La Summa... es un tratado de teología escrito por Tomás de Aquino entre 1265 y 1274. Obra monumental, de 3.125 artículos, destinada a la educación teológica más que a la controversia con los no católicos, como sí es el caso de su obra anterior: Summa contra gentiles, de ánimo refutador de herejías y otras religiones. La Summa es un compendio de casi todos los puntos de la teología cristiana, desde Dios, la creación del hombre y el mundo, hasta los sacramentos y Cristo, en un concepto cíclico, desde el Dios Padre hasta el regreso de todo a Él.

La fama principal de la obra proviene de los cinco argumentos para la demostración de la existencia de Dios (las “cinco vías”). Aquí, el poder racional pagano se adapta a usos cristianos.

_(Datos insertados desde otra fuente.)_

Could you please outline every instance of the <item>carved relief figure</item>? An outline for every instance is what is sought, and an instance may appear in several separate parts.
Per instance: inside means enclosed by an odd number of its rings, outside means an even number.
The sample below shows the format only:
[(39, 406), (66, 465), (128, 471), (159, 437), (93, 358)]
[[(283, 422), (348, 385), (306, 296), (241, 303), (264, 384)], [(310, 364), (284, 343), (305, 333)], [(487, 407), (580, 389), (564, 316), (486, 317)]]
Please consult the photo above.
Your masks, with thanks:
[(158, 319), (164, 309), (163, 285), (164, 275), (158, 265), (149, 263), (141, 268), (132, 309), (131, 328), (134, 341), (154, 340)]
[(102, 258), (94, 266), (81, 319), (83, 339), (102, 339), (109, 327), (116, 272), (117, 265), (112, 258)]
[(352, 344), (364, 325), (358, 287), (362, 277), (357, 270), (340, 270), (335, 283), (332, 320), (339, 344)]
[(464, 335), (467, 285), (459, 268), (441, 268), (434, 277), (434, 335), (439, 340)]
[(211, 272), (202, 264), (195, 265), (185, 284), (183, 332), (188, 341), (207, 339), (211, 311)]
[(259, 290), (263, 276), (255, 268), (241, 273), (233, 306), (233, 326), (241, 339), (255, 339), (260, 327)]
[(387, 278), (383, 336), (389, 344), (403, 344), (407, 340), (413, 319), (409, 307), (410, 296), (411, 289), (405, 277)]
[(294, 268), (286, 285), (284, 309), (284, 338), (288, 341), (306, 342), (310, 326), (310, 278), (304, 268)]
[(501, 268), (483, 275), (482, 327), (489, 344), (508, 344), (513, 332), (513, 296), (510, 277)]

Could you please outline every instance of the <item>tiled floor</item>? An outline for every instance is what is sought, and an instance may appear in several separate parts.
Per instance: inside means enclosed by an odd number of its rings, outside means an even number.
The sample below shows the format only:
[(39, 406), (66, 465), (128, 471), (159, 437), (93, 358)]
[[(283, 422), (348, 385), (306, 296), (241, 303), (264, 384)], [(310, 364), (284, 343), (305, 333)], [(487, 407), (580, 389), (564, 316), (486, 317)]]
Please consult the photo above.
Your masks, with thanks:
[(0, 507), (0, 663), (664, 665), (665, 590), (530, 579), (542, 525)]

En el desarrollo de la Summa se citan no solo fuentes cristianas sino también musulmanas, hebreas y paganas; además de Cicerón o Platón, como ya sabemos, se apela a la autoridad de Aristóteles como “el Filósofo”.

En la segunda parte de la Summa, se aborda el significado de la vida humana como búsqueda de la felicidad, primero desde la Ética de Aristóteles; pero, para el pensador que consideramos aquí, siempre lo racional se subordina a la revelación cristiana, por lo que la mayor felicidad es el summum bonun de Dios, porque solo Dios y su gracia guían al humano hacia su máxima dicha que es la redención y la salvación, también socorrido por los sacramentos.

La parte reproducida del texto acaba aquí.